Devil's Game
Page 3
‘Who the hell is that?’ he asked, waving at a compact blue car parked almost out of sight beneath the trees and partially obscured by bushes. His companion shrugged and jumped down from the cab and sauntered over to the car, which turned out to be an elderly Astra. He was followed by the driver, who was lighting up a cigarette and sucking in the smoke gratefully.
‘No one here,’ his mate said, peering through the misted windscreen. ‘Someone left their coat.’ A dark-coloured item lay crumpled on the front passenger seat as if it had been discarded in a hurry. He tried the passenger door and looked surprised when it swung open.
‘Careless beggar,’ he said, peering into the interior. ‘Gone for a walk, d’you reckon?’
‘Bloody funny place to come rambling,’ the driver said, glancing round the clearing and the almost impenetrable ranks of trees which enclosed it. ‘Any road, it’s nowt to do wi’us. If they’ve not come back when we finish up this afternoon we’ll report it in.’ He paused for a moment and looked at the ground more closely. ‘There’ve been a few cars up here since last week,’ he said thoughtfully. ‘Look at them tyre tracks. Summat funny’s been going off.’

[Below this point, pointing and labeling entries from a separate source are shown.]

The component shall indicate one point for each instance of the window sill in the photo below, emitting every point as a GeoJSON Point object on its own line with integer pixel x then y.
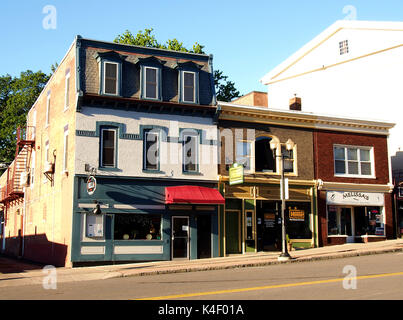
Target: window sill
{"type": "Point", "coordinates": [189, 173]}
{"type": "Point", "coordinates": [108, 169]}
{"type": "Point", "coordinates": [354, 176]}
{"type": "Point", "coordinates": [153, 171]}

‘Darren said he thought cars were coming up here at night,’ his partner said. ‘Noticed it a few times, he said. I’ve not seen owt missen, but then rain washes out tracks pretty fast.’
‘You’d not think they’d come all this way for a bit of nooky. Even in my day we made do with the edge of Broadley Moor and most of t’kids seem to be happy with a bloody car park these days. They don’t care who sees them at it.’
‘At it like bloody rabbits, teenagers today,’ said his companion, a small grey-haired man, with a sour look. ‘We’d best get a shift on. We’ll be up here all day, else. And there’s no overtime to be had, you can bet on that, no bloody fear.’
The two men returned to the trailer and set about their day’s work, casting only an occasional glance at the apparently abandoned blue car. Only when they left the clearing with their last trailer load of logs did they mention it again.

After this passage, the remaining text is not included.